Le Covid-19 n’en finira pas de bouleverser l’ordre des choses! Alors qu’on croyait la justice aux mains des puissants qui nous gouvernent, la Cour africaine des droits de l’homme et des peuples (CADHP) vient de jeter un pavé dans la lagune Ebrié. Ni plus, ni moins, la CADHP ordonne à l’Etat de Côte d’Ivoire de surseoir à l’exécution du mandat d’arrêt émis contre Guillaume Kigbafori Soro, de surseoir à l’exécution des mandats de dépôt décernés contre les requérants, Alain Lobognon, Camara Loukimane, Kanigui Soro, Yao Soumaïla, Soumahoro Kando, Kamaraté Souleymane Koné, Karidioula Souleymane, Tehfour Koné, Simon Soro, Porlo Rigobert Soro, Félicien Sekongo, Marc Kidou Ouattara, Mamadou Djibo, Aboubacar Touré, Babou Traoré, Ladji Ouattara, Gnamiand N’Drin, Dahafolo Koné, Adama Zebret, et de les mettre en liberté provisoire. Dans le bouquet final, l’institution africaine demande à l’Etat de Côte d’Ivoire de lui faire un rapport sur la mise en œuvre des mesures provisoires ordonnées dans la présente décision prise le 22 avril 2020, dans un délai de 30 jours, à compter de la date de sa réception. La note est on ne peut plus claire, les sanctions infligées à l’ancien président de l’Assemblée nationale et ancien premier ministre et ses collaborateurs et proches ne peuvent continuer à avoir cours. Guillaume Soro et ses proches sont poursuivis pour détournement de deniers publics, de recel de bien public et de complot contre l’autorité du territoire national.
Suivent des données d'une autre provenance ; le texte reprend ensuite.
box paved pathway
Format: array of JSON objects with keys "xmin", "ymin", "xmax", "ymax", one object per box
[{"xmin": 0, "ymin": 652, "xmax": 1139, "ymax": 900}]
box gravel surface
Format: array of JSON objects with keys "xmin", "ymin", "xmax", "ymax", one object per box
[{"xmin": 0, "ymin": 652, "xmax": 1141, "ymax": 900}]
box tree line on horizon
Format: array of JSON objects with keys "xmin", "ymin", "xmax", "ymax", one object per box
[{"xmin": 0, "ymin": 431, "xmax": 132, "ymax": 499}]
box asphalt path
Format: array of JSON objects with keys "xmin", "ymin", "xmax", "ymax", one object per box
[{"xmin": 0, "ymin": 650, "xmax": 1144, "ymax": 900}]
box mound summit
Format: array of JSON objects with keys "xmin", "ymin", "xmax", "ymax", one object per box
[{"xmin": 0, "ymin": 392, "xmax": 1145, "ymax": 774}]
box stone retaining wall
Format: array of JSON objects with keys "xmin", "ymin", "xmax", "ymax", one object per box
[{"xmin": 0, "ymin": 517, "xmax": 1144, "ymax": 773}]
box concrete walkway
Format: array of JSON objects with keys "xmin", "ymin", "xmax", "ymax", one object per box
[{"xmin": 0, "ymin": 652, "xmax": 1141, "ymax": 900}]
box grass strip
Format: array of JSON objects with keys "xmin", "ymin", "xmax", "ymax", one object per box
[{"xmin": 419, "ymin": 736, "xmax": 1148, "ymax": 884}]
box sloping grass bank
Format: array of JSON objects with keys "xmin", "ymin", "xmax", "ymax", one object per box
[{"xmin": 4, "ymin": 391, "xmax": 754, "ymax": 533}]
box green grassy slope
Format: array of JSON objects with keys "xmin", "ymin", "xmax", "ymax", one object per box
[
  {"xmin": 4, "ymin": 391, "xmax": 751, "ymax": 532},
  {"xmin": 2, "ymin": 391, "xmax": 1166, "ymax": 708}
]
En réalité, cet acharnement contre le faiseur du roi Alassane Ouattara, n’avait rien de juridique. Il ne fallait pas être devin ou sorti de Sciences Po pour comprendre que le but premier et ultime de ces poursuites était de mettre hors-jeu, un candidat potentiel et de poids à la présidentielle ivoirienne prévue en principe pour le 31 octobre 2020. En effet, dès lors que l’ancien «bon petit» de Alassane Ouattara, voulait devenir calife à la place du calife alors que le calife avait déjà ses plans, il est devenu l’ennemi à abattre. La machine à broyer du Soro s’est alors mise en branle, surtout que celui-ci s’est démarqué, sans autre forme de procès de l’érection de cette sorte de parti unique appelé Rassemblement des houphouëtistes pour la démocratie et la paix (RHDP). Guillaume Kigbafori Soro qui lui, se fabriquait un costume de présidentiable, n’avait aucune envie de s’engoncer dans cette camisole de force politique qui étouffait toutes ses ambitions. Ce fut le début de sa descente aux enfers qui lui a valu sa chute du «tabouret» de l’Assemblée national. L’ancien chef rebelle qui été décisif dans la conquête du fauteuil présidentiel au profit de Alassane Ouattara entame alors un si long exil forcé duquel il a essayé de se soustraire le lundi 23 décembre 2019, mais son retour au bercail fut impossible. GKS, à moins d’un miracle savait bien qu’il ne pouvait revenir ainsi au bercail et tomber dans les bras de son père. Cela ne s’est passé que dans la Bible, à Luc 15, dans la «parabole du Fils prodigue» racontée par Jésus. Cette mise en scène a juste eu l’effet réussi du coup médiatique de l’opposant empêché de rentrer chez lui, par le pouvoir en place.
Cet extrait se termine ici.